The second project for Introduction to computational biology It contains two scripts. First script - E_coli_proteins_finder.py which finds E.Coli proteins in the genome. In this task, genome is included in a fasta file with genes' sequences (genes_e_coli.fa) and desirable proteins are in a fasta file with protein sequences (protein_fragments.fa). Protein fragments need to be matched against DNA sequences, so Blast is performed. The best hits are wrote to .csv file (ecolihits.csv). The file in which promoter's sequences is given (proms_e_coli.fa). This file includes promoters from theoretical groups A and B, which should have different regulatory mechanisms. This script identifies 10 sequence motifs present in the promoters associated with group A and 10 motifs associated with group B with length 15. To reach this goal script genrates file fasta files (promotersA.fa and promotersB.fa) as input to MEME-suite.

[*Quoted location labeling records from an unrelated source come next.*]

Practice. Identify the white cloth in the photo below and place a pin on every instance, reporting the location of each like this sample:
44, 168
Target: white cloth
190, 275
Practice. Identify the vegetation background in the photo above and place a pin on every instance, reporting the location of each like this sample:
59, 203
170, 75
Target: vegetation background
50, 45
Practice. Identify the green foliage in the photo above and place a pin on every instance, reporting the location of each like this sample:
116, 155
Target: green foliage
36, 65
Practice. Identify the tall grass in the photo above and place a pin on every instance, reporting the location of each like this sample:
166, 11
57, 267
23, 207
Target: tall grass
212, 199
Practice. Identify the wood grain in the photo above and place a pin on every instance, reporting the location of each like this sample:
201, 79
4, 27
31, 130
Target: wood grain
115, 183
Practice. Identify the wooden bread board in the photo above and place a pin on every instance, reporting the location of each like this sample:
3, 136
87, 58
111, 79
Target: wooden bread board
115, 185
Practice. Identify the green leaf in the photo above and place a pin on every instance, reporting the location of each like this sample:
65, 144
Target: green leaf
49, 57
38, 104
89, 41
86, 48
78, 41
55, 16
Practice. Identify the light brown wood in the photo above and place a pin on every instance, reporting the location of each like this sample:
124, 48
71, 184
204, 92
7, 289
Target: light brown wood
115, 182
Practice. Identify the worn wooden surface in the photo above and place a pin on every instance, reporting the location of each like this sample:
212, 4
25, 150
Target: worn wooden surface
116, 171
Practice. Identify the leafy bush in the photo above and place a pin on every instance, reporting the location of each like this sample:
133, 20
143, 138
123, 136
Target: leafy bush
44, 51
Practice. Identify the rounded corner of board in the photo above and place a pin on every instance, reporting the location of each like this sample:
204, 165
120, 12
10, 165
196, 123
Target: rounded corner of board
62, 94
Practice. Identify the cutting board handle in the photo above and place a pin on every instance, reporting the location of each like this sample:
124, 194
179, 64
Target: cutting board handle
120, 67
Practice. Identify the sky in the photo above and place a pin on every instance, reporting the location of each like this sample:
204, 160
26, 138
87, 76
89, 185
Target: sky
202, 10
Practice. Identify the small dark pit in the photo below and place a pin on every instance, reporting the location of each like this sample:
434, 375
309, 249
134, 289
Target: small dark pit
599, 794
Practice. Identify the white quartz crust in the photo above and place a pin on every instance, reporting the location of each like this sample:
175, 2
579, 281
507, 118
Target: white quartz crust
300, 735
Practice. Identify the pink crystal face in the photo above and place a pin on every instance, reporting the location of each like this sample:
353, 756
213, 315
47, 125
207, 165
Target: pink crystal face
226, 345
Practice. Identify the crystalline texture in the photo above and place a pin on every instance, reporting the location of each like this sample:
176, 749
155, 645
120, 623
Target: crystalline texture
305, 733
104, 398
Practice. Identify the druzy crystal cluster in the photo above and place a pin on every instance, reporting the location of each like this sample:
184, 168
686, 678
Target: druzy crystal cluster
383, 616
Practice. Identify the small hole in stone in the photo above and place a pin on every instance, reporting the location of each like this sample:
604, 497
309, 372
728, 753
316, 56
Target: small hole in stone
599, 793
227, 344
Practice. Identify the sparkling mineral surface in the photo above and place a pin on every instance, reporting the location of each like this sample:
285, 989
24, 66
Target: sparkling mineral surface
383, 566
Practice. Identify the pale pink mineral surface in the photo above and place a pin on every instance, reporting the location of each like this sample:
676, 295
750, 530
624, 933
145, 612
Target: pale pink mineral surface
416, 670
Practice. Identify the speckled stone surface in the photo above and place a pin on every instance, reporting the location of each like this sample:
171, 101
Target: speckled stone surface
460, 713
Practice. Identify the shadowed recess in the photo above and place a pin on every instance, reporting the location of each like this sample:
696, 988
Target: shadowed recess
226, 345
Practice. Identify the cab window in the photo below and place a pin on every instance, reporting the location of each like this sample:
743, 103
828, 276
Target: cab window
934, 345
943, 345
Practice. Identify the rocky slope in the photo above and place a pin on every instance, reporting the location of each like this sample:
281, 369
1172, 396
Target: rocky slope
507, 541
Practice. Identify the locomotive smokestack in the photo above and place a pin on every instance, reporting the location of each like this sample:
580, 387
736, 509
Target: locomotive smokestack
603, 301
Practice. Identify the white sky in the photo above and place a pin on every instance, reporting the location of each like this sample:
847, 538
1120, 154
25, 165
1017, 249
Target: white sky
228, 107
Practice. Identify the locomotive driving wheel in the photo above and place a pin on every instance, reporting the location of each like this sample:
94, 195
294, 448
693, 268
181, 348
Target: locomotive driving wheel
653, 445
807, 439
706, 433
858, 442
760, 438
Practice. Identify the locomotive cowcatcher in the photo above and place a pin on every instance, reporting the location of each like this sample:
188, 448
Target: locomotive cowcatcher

The output should be changed manually, because of the different MEME suite versions between one implemented in Biopython and one available online. For example: it was: PRIMARY SEQUENCES= promotersB.fa CONTROL SEQUENCES= --none-- it should be: DATAFILE= promotersB.fa I uploded correct files to this respository: motifsA.txt and motifsB.txt.
The second script - motif_enrichment.py parses MEME files and uses the binomial test to identify the motifs that are significantly enriched. Statistics are writen to statisticsresults.tsv file.